Born in Afghanistan and rescued from a civil war there, Sousuke operates an AS unit -- basically a common mech as imagined in various anime series, but perhaps most notably in the Mech Warrior series of video games.
In the opening episode of the third season of the show, Sousuke and his unit are sent to intervene in an ethnic conflict in the Republic of Balic, an ambiguously Eastern European country in which militia led by Colonel Maress are slaughtering civilians.
When Kurtz Weber -- another teenaged mercenary, a sniper -- wonders aloud about the purpose of the conflict, Melissa Mao, the commanding officer of the unit, offers an explanation that is rather reminiscent of Naomi Klein's Shock Doctrine.
"They probably use actions that violate international peace treaties to give major countries suitable provocation and then look at the results to decide who to approach for backroom deals regarding the rights to their mineral resources or whatever," Mao explains, before admitting, "our involvement here is part of that, too."
In other words, Mao is suggesting that the beligerents in many civil and ethnic conflicts engineer the conflict in order to provoke an international outcry. While the media and general public focus on the atrocities being committed, the country in question quietly sells its natural resources to the highest bidder -- regardless of whether or not such countries may or may not be under a trade embargo of some sort.
Quite often, such arrangements could be augmented -- or obfuscated -- by foreign aid arrangements.
An interesting case is that of Myanmar -- also known as Burma -- where the government refused foreign aid after a cyclone devestated a local "undesirable" population.
Eventually, the government of Myanmar allowed foreign aid from members of the Association of South East Asian Nations. Less than one year prior, however, a proposed free trade agreement between Australia, New Zealand and ASEAN provoked international outcry because of Myanmar's poor human rights record.

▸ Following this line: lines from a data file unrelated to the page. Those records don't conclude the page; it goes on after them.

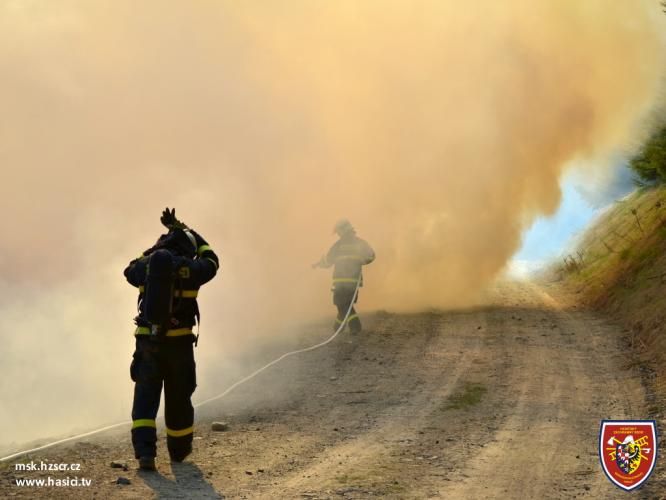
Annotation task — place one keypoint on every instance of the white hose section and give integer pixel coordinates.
(209, 400)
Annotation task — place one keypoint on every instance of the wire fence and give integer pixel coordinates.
(619, 231)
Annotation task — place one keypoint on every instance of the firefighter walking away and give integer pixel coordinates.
(168, 276)
(348, 255)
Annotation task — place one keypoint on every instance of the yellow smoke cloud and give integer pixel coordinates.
(440, 129)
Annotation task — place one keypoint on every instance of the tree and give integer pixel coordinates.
(649, 165)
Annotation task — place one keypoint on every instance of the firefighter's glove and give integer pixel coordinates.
(320, 263)
(169, 220)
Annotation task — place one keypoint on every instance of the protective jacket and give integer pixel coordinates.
(191, 274)
(348, 255)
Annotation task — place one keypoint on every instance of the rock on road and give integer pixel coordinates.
(499, 401)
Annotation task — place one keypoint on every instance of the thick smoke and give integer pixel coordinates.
(440, 129)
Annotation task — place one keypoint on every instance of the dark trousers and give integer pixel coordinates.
(169, 363)
(342, 298)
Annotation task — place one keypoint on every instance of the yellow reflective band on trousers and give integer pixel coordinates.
(178, 332)
(143, 422)
(186, 294)
(202, 249)
(180, 433)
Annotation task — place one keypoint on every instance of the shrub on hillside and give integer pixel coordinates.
(649, 165)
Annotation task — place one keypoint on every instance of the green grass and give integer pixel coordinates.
(470, 395)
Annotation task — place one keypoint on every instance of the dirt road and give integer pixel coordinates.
(502, 401)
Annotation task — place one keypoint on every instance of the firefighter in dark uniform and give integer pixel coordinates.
(348, 255)
(164, 354)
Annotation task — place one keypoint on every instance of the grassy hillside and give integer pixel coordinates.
(620, 267)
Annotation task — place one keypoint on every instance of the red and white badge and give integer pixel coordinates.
(628, 451)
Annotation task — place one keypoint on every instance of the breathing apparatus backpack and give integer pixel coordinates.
(159, 291)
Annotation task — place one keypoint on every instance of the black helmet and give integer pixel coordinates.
(179, 241)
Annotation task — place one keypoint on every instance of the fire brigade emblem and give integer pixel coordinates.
(628, 451)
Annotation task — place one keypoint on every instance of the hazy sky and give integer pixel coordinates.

Despite such outrage -- which only became worse as it became evident that the governmeny of Myanmar was allowing victims of the cyclone to die of starvation and disease following the cyclone -- the ASEAN-New Zealand-Australia free trade agreement was signed on August 28, 2008.
With their eyes glued to the situation in Myanmar, many international observers failed to notice until it was too late.
While Naomi Klein clearly intended her shock doctrine to only be applied to market capitalist regimes, it's clear that the doctrine has fascinating implications anywhere a catastrophe is exploited to further an economic agenda.
Scenarios such as that portrayed in Full Metal Panic may turn out to be far more plausible than one may prefer to imagine.